I'm sure that all, or almost all, poetry does both of these things to some extent and, taking this categorization purely theoretically, one could stretch it to say that all writing effects something in addition to the thought "put in" from "behind" it... but that stretched version isn't very useful to me as a practicing writer who'd like to figure out how to write poetry that tends strongly in both these directions at once.

Of writers I like, Bruce Andrews might be a good example of the second category. "Content" is definitely a problematic notion in his work, though motifs of various kinds do accrue over the course of a book. Brecht's poems of the late '20's and early '30's might be an example of the first tendency; they're basically vehicles for the clearest expression of ideas and their problematizations, or of situations and the ethical quandaries they imply, and poetic form and materiality of language are meant to serve that goal of clarity.

I've been thinking about this for a while now, and only recently did I realize that many of my favorite poets could be said to have negotiated these two tendencies successfully. Both Rae Armantrout and Ron Silliman write poetry full of precise description of objects and situations, as well as witticisms, puns, and declarations, and the writing of each has a very powerful and specific effect; I come away from their work with a heightened awareness of my usual ways of isolating and connecting things, as if a model of habitual consciousness has been set out for explicit examination, and thus dehabituation.

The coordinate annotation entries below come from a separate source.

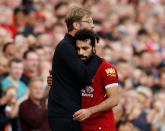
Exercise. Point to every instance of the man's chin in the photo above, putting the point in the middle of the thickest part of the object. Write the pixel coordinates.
(83, 59)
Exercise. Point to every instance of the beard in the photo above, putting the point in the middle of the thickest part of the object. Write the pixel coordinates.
(86, 58)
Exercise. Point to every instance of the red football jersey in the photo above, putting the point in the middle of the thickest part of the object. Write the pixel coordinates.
(105, 77)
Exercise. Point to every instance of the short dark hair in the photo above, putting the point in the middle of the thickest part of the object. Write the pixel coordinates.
(86, 34)
(6, 45)
(27, 52)
(74, 15)
(14, 60)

Lyn Hejinian's last handful of books, and much of Rosmarie Waldrop's work, are full of philosophy (quotations of Wittgenstein, Deleuze, Nietzsche, Heidegger, James, etc.), and they also enact philosophy--they're thought at work, more than presentations of thought external to the writing. Hejinian's The Fatalist articulates a concept of fate and, by extension, temporality, that's never fully stated. Other recent work articulates philosophies of perception, or of what "beginning" means in its varied manifestations. These philosophies are open, not strictly defined, and aren't the result of the content of the quoted philosophers' work; the latter are more likely to function as compositional material (just like sensory description is material). The theory in these poems is built from examples (for instance, occurrences of kinds of beginning, temporal language having to do with beginnings, "opening sentences," descriptions of beginnings), but the examples have their own life, their own weight--they're examples of the world, stages in thought at work, not pieces of evidence for a pre-constructed philosophy. Reading the work is a process of participating in the thinking as it happens (a quality of the best philosophical writing, but here freed from the urge for argumentative progression that often sabotages the openness of the freest philosophy).

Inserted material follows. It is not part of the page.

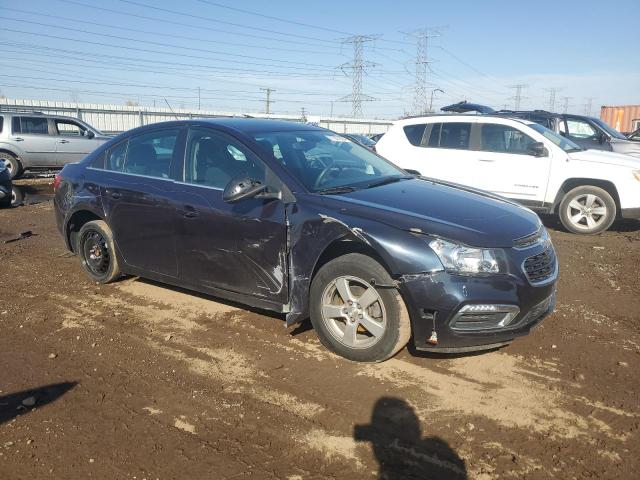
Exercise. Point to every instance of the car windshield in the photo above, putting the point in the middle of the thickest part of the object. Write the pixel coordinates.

How is this done? I want to spend more time analyzing this work (particularly Hejinian and Waldrop, as I've spent, and continue to spend, a great deal of time thinking about Armantrout and Silliman). Studying the poems in depth will, I hope, bring some of the vaguer ideas stated above to precision. Political and philosophical thinking are both extremely important to me, and I'd like to be able to write poetry that contained explicit statements in both these areas without that explicitness taking away from the less "communication-oriented" effects and enactments produced by formal strategies, juxtaposition, sound and rhetorical energies, and without those tendencies toward witholding coherence of content making the concrete statements seem like mere examples of an abstract template.